A Pre-Collegiette's Guide To Decoding College Websites

By Brianna Susnak

For high school seniors in the midst of the college application process (and juniors just beginning), navigating through the countless pages of college websites can become a cumbersome task. With so many statistics, lists, facts and figures available in just one click, it’s easy to be overwhelmed by the amount of information available – especially when you’re looking at multiple schools’ sites. After a while, many of the websites begin to look the same, and determining what’s relevant and what’s not can seem nearly impossible—until now!

After consulting with college experts and collegiettes alike, we’ve created a list of the five essential elements of every college website and how to get the most of them.

1. The campus life section

Between deciding on a major and obsessing over your latest SAT scores, it can be easy to forget that college life is more than just academics. After all, it’s your home for the next four years!

“When I was looking at college websites, I always looked at the campus life section,” says Sarah Dilick, a freshman at New York University. “Even at the best academic school in the world, you could have a terrible time if the lifestyle doesn’t fit you.”
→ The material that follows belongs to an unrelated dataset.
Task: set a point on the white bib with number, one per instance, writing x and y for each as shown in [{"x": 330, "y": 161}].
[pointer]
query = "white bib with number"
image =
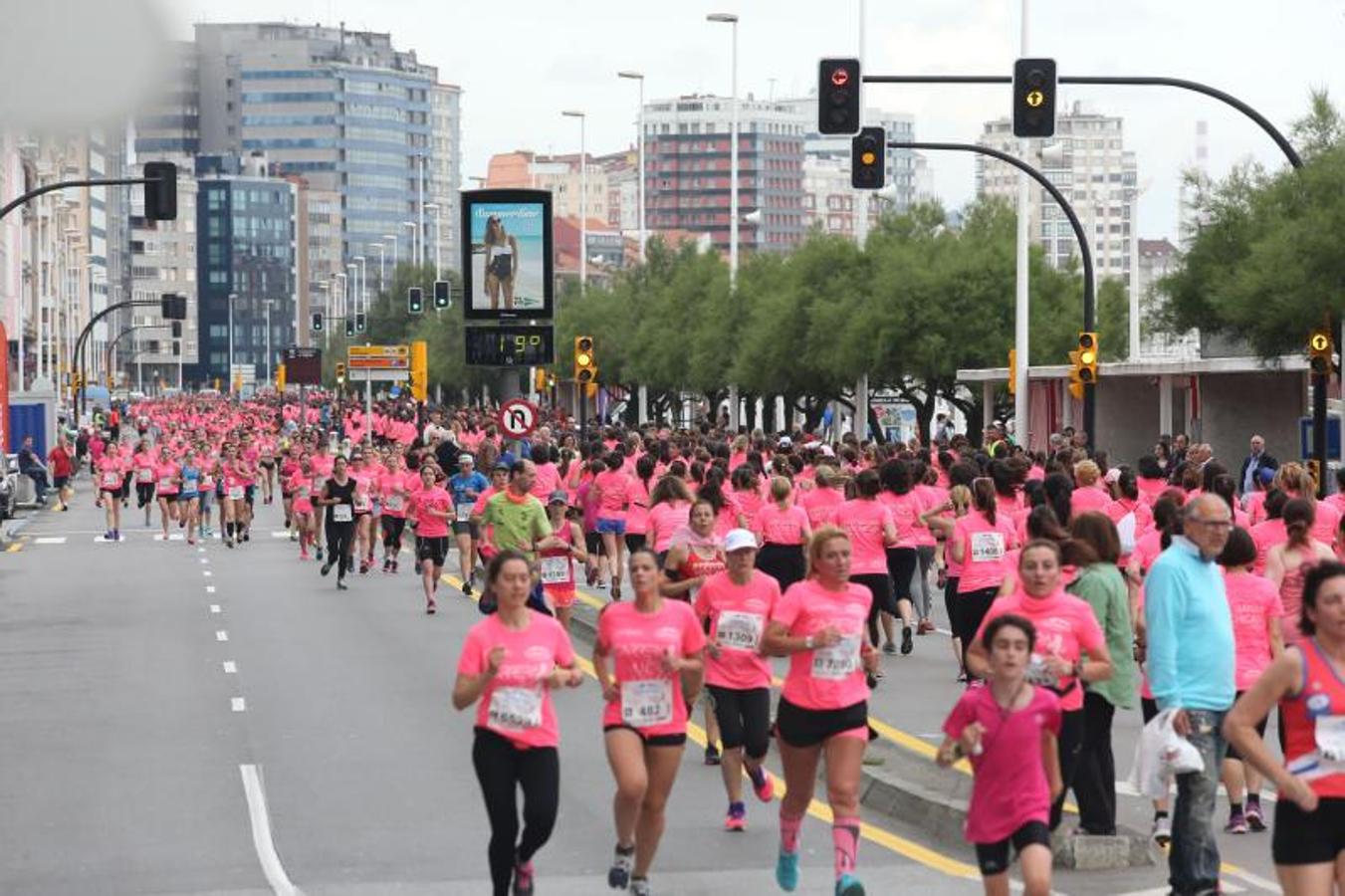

When considering campus life, remember the multiple aspects that comprise a campus’s culture beyond its geography. While deciding whether you want to live on an urban or rural campus is important, consider what you want to do when you’re not sitting in class. Are there a variety of clubs and extracurricular activities relevant to your interests? How prominent is Greek life? Is there a balance of athletic and arts-related events? Many college websites will provide photos and/or videos of clubs and traditional events so you can get a feel for the environment before you even step on campus!

2. The list of majors and minors

Whether you’ve known what you’ve wanted to do since you were a little kid or you’re going into your freshman year undecided, a school’s list of majors and minors is a great starting place for exploring academic information efficiently.

“Going into college, I knew that I wanted to study journalism,” says Danielle Hensley, a freshman at Indiana University Bloomington. “By reading about the journalism majors on several different school’s websites, I was able to figure out which program was best for me.”

While some lists of majors are organized alphabetically, others are organized by the specific school they’re in. Most medium and large universities are comprised of many smaller, individual “schools,” such as a school of business, a school of arts and sciences or a school of education.

“I always direct students to look [at the list of majors and minors],” says Michelle Podbelsek, a college counselor with College Counseling Associates. “Click on the department website where they show the requirements for that degree, and then on most websites you can go into actual course descriptions. Also, on most department websites, they will show college societies and co-curricular clubs and opportunities related to the major. For high school students, these facts seem to help a lot in … imagining their college life.”

When you click on a major or minor that interests you, the website will often redirect you to the specific school or program where that major is offered. From there, you can explore any additional requirements for admission or similar majors offered in that school.